Chiudo la porta sospirando, fiera della conclusione a cui sono arrivata in questi pochi giorni. Forse è vero che mi serviva una spinta. Quella spinta l'ho trovata in Leila o forse in Ander. La sua protezione nei miei confronti mi ha fatto capire che in realtà, la protezione che mi dava il mio ex non era minimamente paragonabile alla sua. Anzi, si può dire che era proprio lui a mettermi in situazioni di pericolo a volte. Mi avvicino al tavolo in legno scuro su cui è riposto il mazzo di fiori. Accanto ad esso c'è il mio telefono. Noto tre messaggi di Ander, di cui uno è di tre minuti fa:

ANDER: Bree, cosa sta succedendo?

Inviatomi otto minuti fa. Leggo gli altri:

ANDER: Devo arrivare da te?

Inviatomi sette minuti fa, e infine l'ultimo:

ANDER: Sto arrivando.

Gli rispondo, prima che possa succedere un casino qui. «Scusami un attimo. Fa' come se stessi a casa tua.» non gli degno di uno sguardo, mentre fisso la tastiera che compare sullo schermo del cellulare. Digito il messaggio per Ander:

BREE: Tutto ok, scusami. Era di Leila, non c'è bisogno che vieni, sono con lei.

Mento. Se sapesse che in realtà non è così, chissà cosa potrebbe succedere. Ieri mi ha protetta, è vero, ma in fin dei conti Taylor è innocuo e ingenuo. Non potrebbe mai farmi del male e questo discorso, prima o poi, doveva essere intrapreso da entrambi e doveva essere affrontato quando ci saremmo stati solo noi. Sospiro pesantemente, in colpa, e riposo il telefono dov'era prima, senza accorgermi che in realtà ho ricevuto un altro messaggio dal mio protettore.
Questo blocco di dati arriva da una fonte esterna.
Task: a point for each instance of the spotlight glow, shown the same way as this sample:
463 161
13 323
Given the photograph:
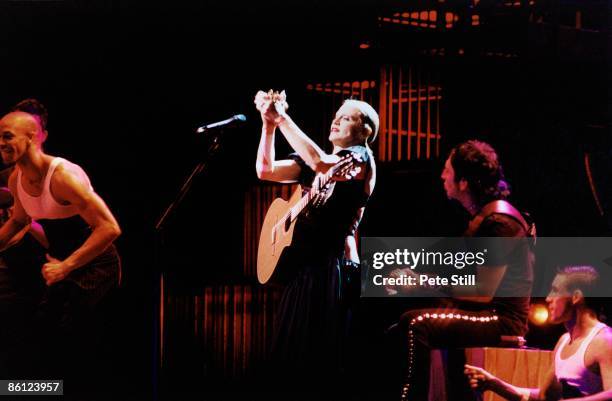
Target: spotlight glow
538 314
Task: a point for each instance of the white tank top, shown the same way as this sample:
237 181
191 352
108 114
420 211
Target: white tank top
45 206
572 369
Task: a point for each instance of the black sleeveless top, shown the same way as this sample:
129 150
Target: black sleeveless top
321 229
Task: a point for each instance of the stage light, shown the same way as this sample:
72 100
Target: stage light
538 314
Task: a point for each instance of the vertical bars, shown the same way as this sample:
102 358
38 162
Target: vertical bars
409 107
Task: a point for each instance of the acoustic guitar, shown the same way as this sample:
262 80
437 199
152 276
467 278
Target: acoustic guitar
277 230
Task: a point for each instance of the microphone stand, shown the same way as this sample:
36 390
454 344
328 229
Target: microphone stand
158 282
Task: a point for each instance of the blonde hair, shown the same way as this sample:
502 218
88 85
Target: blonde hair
370 116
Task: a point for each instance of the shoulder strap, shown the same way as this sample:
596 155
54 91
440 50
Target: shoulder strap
499 207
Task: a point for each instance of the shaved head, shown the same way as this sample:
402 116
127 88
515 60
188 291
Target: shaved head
19 122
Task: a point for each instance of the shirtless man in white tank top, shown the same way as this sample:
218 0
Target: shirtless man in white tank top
582 357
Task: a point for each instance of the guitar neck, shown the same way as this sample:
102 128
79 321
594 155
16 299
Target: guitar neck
323 179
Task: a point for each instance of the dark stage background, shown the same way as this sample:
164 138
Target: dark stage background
126 84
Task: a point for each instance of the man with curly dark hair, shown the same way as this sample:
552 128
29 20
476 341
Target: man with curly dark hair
498 305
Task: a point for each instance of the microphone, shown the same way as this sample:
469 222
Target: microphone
237 119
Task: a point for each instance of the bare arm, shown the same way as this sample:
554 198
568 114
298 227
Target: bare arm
483 380
268 168
273 109
68 188
600 352
313 155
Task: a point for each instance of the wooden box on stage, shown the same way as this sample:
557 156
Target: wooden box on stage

«Dimmi.» appoggio i palmi delle mani sul tavolo, mentre ho il corpo rivolto verso il divano in pelle marrone scuro di fronte a me, su cui è seduto lui. Mi fissa il naso, poi si alza avvicinandosi pericolosamente al mio viso. Mi schiaccio contro il tavolo in legno, cercando di riporre maggiore distanza tra noi. Lui allunga le mani sotto il mio mento per esaminarmi meglio. Sposta la mia mascella da destra a sinistra delicatamente, mentre i suoi occhi tendono ad essere sempre più scuri.